Miodrag Živković believes the authorities had done a great injustice in favor of foreign investors when they passed the Law on Mining:
“That was done deliberately, on purpose, knowing that the Chinese, Rio Tinto, foreign investors would come here, so let the authorities deal with that and not have any problems.”
The amendments to the Law on Expropriation the National Assembly adopted in late November this year also benefit private companies. Because of the problems that citizens and activists had highlighted, Serbian President Aleksandar Vučić on December 8 returned the Law to the Assembly and suggested to the Government, as the one who had proposed the law, to amend the controversial parts and organize a public hearing in order to reach a broad public consensus. The Government then withdrew the Law until such potential changes are made.
New Law on Expropriation
Several protest rallies have been held in Belgrade against the amendments to the Law on Referendum and the Law on Expropriation. The focus was on a future jadarite mine which Rio Tinto plans to open near the town of Loznica. The activists opposed to the construction of the mine believe that the legal amendments are being prepared specifically for this project. The Government of Serbia has not declared this project a matter of public interest yet.
CINS wrote earlier how this company had been giving money to the local community, how it had been a welcome guest at the locals’ festivities, and then began buying up land for the new mine.
CINS’ interlocutors explained some of the key problems with the amendments to the law so far.

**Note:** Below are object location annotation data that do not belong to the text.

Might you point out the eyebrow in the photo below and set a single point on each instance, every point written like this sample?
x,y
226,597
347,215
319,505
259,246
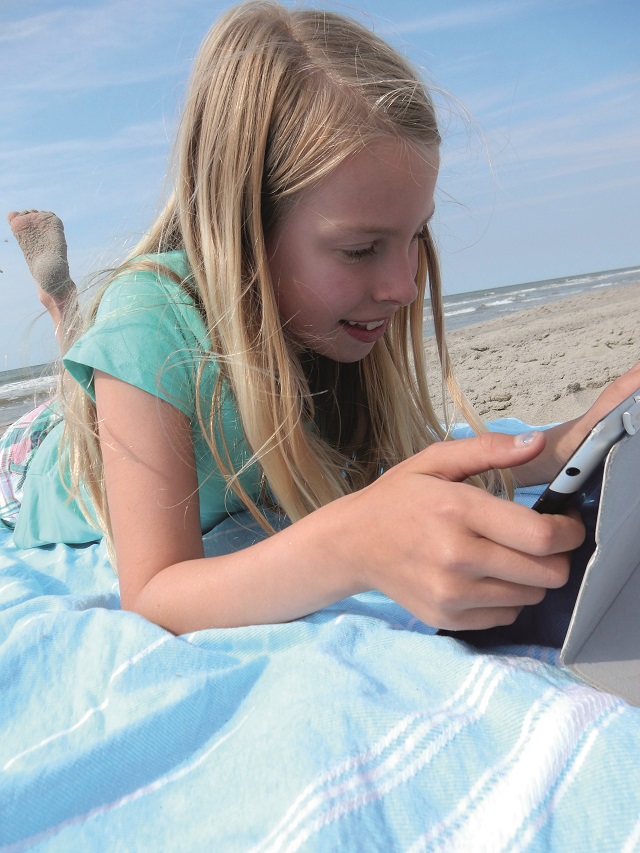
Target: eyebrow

Luka Šterić, a researcher of the Belgrade Center for Security Policy (BCSP), said that for years the authorities had been attracting foreign investors by sidestepping regulations or turning a blind eye to violations of workers’ rights. So far, that has been done through non-transparent contracts or special laws that apply only to special cases, such as for example the lex specialis for the Belgrade Waterfront project.
Šterić concluded that the new Law on Expropriation was the next step in attracting investment:
“This is one step further in legalizing the practice according to which investors’ interest can be put above the public interest, i.e. above the rights of citizens, for example primarily to private property, but also to the clean environment in which they live.”
Dragiša Ćalić, a legal advisor at the Lawyers’ Committee for Human Rights (YUCOM), believes that the amendments to the Law on Expropriation severely limit human rights relative to the previous law. In his words, under the new regulation people will not be able to sell unlegalized structures at market prices but rather at less favorable construction ones, as well as that the periods for confiscating property are shorter.
The amendments allow expropriation for foreign companies to be carried out on the grounds of international contracts, adds Ćalić.
“The authorities and wealthy foreign investors are much stronger, while on the other side [there is] a citizen with very tight deadlines – that certainly goes against the possibility of standing up to a very important violation of your right by the authorities, and that is the right to your private property.”